Mount Holly Mansion - After the Fire

Mount Holly, on the pleasant shore of Lake Washington, in Foote, Mississippi, is one of those impossibly grand mansions of which many examples were built in the 1800s in various parts of the Mississippi Delta. The 30-room Mount Holly was completed in 1856 of brick with 2-ft-thick walls. It was added to the National Register of Historic Places in 1973. In the 1990s or early 2000s, it had been used as a bed-and-breakfast, but had sat empty for many years. As usual, ownership was unclear. And, as so often tragically happens to neglected buildings, the mansion suffered a disastrous fire on June 17, 2015. I have not yet read an account of who was responsible, but the forlorn walls sit upright in their misery.
I took these photographs in December of 2015. There was no sign of any restoration or activity at all. What happens next? For some pre-fire photographs, please see my April 2011 blog post and read the interesting comments. Preservation Mississippi had an excellent 2010 article on Mount Holly.

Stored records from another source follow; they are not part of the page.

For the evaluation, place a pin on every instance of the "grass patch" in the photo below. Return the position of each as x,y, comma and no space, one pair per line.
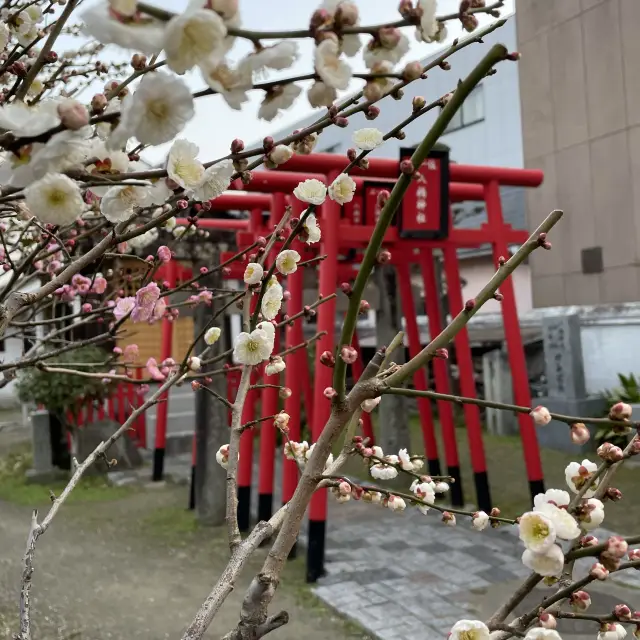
15,488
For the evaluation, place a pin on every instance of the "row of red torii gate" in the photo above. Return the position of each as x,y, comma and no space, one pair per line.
421,226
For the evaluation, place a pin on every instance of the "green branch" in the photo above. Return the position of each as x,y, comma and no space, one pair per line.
496,54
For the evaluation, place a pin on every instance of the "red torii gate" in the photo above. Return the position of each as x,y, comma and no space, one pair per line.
344,229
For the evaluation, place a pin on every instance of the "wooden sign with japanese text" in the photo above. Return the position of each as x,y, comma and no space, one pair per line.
424,213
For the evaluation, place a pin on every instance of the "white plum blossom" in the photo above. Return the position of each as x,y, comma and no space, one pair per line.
367,139
576,474
469,630
558,497
277,365
550,563
480,521
320,94
279,56
405,460
383,472
193,37
312,191
537,531
253,273
342,189
182,166
252,348
145,36
563,522
55,199
232,84
212,335
158,111
271,302
396,503
215,181
333,72
312,229
540,633
277,98
287,261
119,202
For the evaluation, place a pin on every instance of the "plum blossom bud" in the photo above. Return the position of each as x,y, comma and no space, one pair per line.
344,488
327,359
610,452
547,621
469,22
622,612
541,415
281,421
99,103
620,411
634,555
579,433
617,547
346,288
406,167
194,363
370,404
580,600
613,494
598,571
418,103
347,14
73,114
164,254
280,154
372,112
383,197
449,519
348,354
412,71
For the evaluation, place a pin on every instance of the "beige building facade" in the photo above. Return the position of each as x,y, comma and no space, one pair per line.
580,107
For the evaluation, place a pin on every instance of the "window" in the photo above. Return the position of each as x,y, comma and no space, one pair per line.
472,110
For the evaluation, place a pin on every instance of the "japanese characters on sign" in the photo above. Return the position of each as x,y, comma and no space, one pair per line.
424,210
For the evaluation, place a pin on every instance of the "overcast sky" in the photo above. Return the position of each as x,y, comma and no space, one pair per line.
216,125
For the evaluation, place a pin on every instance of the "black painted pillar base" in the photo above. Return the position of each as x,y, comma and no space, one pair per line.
244,508
483,493
315,550
192,489
158,465
455,488
536,487
434,467
265,511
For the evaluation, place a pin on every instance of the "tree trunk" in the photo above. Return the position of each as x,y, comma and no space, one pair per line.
393,415
212,424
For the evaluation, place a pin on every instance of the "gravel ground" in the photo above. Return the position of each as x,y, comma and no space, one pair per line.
136,567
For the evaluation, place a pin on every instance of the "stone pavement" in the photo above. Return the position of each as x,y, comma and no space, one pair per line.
405,575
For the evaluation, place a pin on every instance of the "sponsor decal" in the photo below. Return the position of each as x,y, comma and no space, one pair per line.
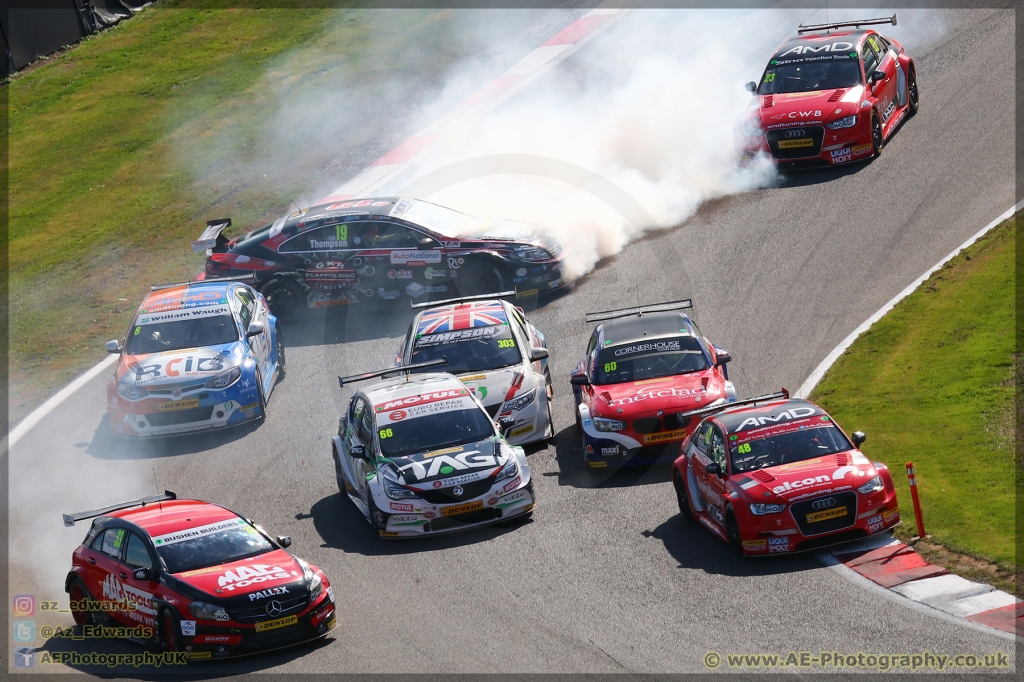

Photographs taken with Kodak BW400CN film in a Leica M2 rangefinder camera. The BW400CN is sharp and fine-grain, but does not have the look of traditional silver negative films. I scanned the negatives with a Plustek 7600i scanner using Silverfast software and resized the files with ACDSee Pro 2.5 software.

1 comment:

Linda said...

You have a fascinating blog and your photos are amazing.